第193話 「しあわせ? しあわせ?」

「それじゃあ、いってきます……」

「いってきまーす!」

「いってらっしゃい!」

「二人とも暑いから気をつけてなー……あいたたたた」


 ニコニコ笑顔な母さんと、ニコニコ笑顔だけど腰の痛みで笑顔が引きつる父さんに声をかけられながら、ニコニコ満面の笑みな早霧と一緒に家を後にする。

 目的地はもちろん近所にある小さな公園で、これからいつものラジオ体操をするからだ。

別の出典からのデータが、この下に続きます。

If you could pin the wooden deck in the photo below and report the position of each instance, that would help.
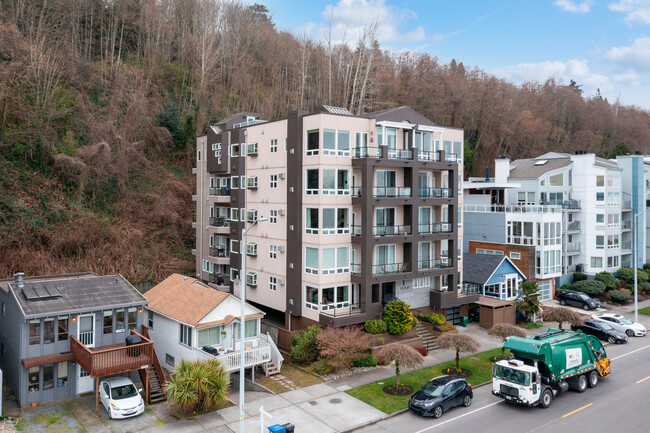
(106, 360)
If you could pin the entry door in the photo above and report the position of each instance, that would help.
(86, 330)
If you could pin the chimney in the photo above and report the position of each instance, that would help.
(501, 169)
(18, 277)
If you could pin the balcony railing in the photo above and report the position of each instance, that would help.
(391, 268)
(368, 152)
(391, 191)
(112, 360)
(220, 221)
(219, 252)
(391, 230)
(435, 228)
(443, 262)
(400, 154)
(435, 192)
(223, 191)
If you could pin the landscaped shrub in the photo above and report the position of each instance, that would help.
(610, 281)
(368, 361)
(422, 351)
(375, 326)
(398, 317)
(579, 276)
(304, 348)
(618, 296)
(627, 274)
(590, 287)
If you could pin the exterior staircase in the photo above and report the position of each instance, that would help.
(154, 376)
(428, 339)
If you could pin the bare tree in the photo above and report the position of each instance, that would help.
(505, 330)
(458, 343)
(561, 315)
(402, 355)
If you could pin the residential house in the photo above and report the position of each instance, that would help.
(60, 334)
(361, 209)
(187, 319)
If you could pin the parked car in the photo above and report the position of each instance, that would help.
(121, 398)
(441, 394)
(621, 324)
(577, 299)
(602, 330)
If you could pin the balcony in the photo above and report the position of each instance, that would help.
(219, 252)
(106, 360)
(223, 191)
(443, 262)
(220, 221)
(391, 191)
(391, 268)
(435, 192)
(435, 228)
(368, 152)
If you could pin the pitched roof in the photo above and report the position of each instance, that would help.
(477, 268)
(184, 298)
(527, 168)
(70, 294)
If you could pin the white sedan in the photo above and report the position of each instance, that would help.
(121, 398)
(621, 324)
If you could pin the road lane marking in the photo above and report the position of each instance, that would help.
(460, 416)
(639, 381)
(629, 353)
(577, 410)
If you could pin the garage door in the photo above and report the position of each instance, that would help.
(452, 314)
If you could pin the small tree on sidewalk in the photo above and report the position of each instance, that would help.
(561, 315)
(402, 355)
(505, 330)
(458, 343)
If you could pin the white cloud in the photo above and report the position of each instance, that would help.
(635, 56)
(574, 69)
(575, 7)
(636, 11)
(349, 17)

 空からは今日も眩しい日差しが差し込んでいて、夏らしい爽やかな陽気である。


 そんな晴れ晴れとした雰囲気の中、俺は一人表情を曇らせていたんだ。


「えへへー、れーんーじー?」


 その原因はもちろん、朝からずっと……具体的には俺のベッドの中に早朝から忍び込んで狸寝入りをしていた早霧のせいだった。

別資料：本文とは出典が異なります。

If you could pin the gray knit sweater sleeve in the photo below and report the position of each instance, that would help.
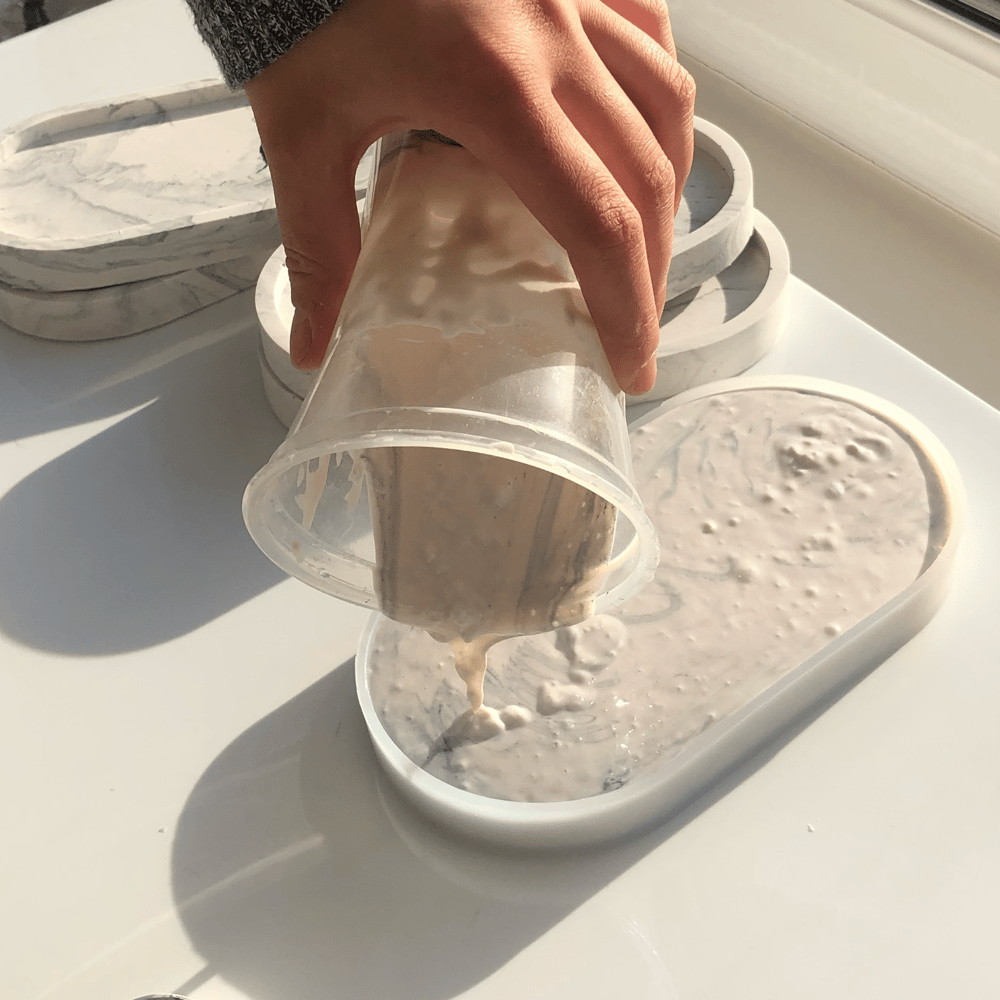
(247, 35)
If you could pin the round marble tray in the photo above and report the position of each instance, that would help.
(729, 322)
(715, 218)
(768, 705)
(145, 186)
(283, 401)
(122, 310)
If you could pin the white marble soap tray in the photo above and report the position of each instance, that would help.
(729, 322)
(749, 486)
(715, 218)
(148, 186)
(122, 310)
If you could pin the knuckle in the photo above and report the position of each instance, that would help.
(661, 176)
(617, 226)
(683, 84)
(308, 276)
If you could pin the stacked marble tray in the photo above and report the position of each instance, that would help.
(728, 285)
(115, 218)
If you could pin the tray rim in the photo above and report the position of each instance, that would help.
(769, 296)
(733, 158)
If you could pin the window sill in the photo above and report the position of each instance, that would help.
(904, 85)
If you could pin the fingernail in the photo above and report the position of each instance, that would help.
(301, 338)
(640, 381)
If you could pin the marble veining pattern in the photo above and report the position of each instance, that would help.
(145, 187)
(122, 310)
(715, 219)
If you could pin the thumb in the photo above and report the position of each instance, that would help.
(317, 212)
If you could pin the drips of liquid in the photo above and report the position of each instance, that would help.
(784, 519)
(482, 549)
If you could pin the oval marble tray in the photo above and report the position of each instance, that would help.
(708, 751)
(715, 218)
(147, 186)
(727, 323)
(123, 310)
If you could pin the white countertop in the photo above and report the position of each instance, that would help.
(190, 800)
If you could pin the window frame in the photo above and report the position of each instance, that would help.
(902, 83)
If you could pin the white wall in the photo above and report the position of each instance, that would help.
(917, 271)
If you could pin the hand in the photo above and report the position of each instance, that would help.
(579, 105)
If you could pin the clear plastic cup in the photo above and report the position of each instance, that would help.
(465, 417)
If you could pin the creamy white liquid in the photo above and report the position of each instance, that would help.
(476, 548)
(463, 304)
(784, 519)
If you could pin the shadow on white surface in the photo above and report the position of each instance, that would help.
(297, 876)
(124, 529)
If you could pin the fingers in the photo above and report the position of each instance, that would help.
(574, 195)
(650, 16)
(317, 212)
(656, 85)
(609, 122)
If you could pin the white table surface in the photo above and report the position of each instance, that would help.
(190, 803)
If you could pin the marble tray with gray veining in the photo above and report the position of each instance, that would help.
(126, 309)
(151, 185)
(715, 218)
(727, 323)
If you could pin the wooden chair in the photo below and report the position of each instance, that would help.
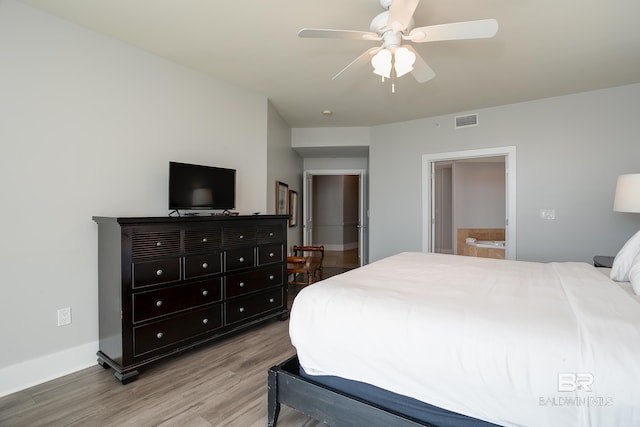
(316, 257)
(299, 270)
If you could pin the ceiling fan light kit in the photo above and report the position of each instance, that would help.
(395, 25)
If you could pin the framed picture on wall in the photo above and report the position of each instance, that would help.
(293, 208)
(282, 198)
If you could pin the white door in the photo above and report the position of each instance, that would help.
(362, 226)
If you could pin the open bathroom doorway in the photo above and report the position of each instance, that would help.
(469, 196)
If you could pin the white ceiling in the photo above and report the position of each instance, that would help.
(543, 48)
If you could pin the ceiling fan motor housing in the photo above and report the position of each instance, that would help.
(386, 4)
(379, 24)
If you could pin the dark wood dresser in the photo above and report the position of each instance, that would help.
(168, 284)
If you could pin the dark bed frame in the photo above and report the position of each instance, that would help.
(286, 386)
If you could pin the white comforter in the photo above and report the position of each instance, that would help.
(505, 341)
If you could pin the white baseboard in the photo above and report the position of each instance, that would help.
(46, 368)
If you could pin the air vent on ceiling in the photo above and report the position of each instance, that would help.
(466, 121)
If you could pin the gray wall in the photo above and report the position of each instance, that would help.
(570, 151)
(285, 165)
(88, 126)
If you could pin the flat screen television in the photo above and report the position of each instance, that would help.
(201, 187)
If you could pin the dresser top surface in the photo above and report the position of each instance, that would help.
(183, 219)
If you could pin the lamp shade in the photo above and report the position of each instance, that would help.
(627, 193)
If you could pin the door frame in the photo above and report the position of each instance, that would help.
(307, 207)
(428, 210)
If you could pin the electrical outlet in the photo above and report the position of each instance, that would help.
(64, 316)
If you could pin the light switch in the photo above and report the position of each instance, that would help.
(548, 213)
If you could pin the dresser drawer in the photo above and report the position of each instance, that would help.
(202, 241)
(240, 258)
(202, 265)
(147, 244)
(155, 272)
(246, 307)
(176, 329)
(270, 234)
(269, 254)
(234, 237)
(150, 304)
(240, 284)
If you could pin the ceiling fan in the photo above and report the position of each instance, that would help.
(393, 26)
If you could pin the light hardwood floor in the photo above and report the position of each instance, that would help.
(223, 384)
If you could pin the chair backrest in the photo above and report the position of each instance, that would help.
(312, 251)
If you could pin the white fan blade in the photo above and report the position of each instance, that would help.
(421, 70)
(338, 34)
(400, 14)
(482, 29)
(365, 57)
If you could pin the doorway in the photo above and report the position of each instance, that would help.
(334, 215)
(450, 205)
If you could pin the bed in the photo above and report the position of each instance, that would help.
(483, 341)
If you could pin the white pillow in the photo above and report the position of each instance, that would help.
(623, 260)
(634, 274)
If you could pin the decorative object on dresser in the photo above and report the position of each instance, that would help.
(168, 284)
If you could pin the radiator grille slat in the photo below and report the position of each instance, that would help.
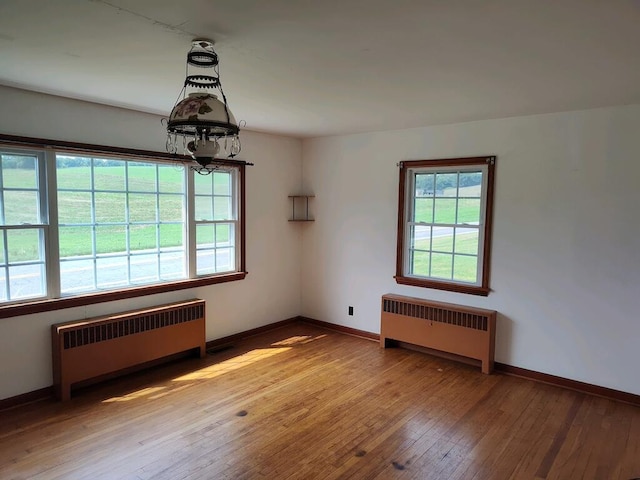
(135, 324)
(436, 314)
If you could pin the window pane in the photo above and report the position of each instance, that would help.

 上機嫌な早霧は俺の腕に自分の腕を絡めながら悪戯に俺を見上げる。

 太陽の光を反射する白い肌と髪が、嬉しそうな淡い色の瞳が俺を見つめる姿にドキッとはするけれど、俺の心は朝のやらかしによって心穏やかではなかったんだ。


「しあわせ?」


 そんな俺の心を読んでいるのかと思うぐらい、的確なクリティカル質問を早霧がぶつけてくる。

 その幸せそうだけど憎たらしい美貌に、俺は思わず視線を逸らした。


「しあわせ? しあわせ?」


 しかし早霧からは逃げられない。

 視線を逸らしたら無理やり自分の身体をねじ込みながら、照れる俺の顔を見ようとしてくる。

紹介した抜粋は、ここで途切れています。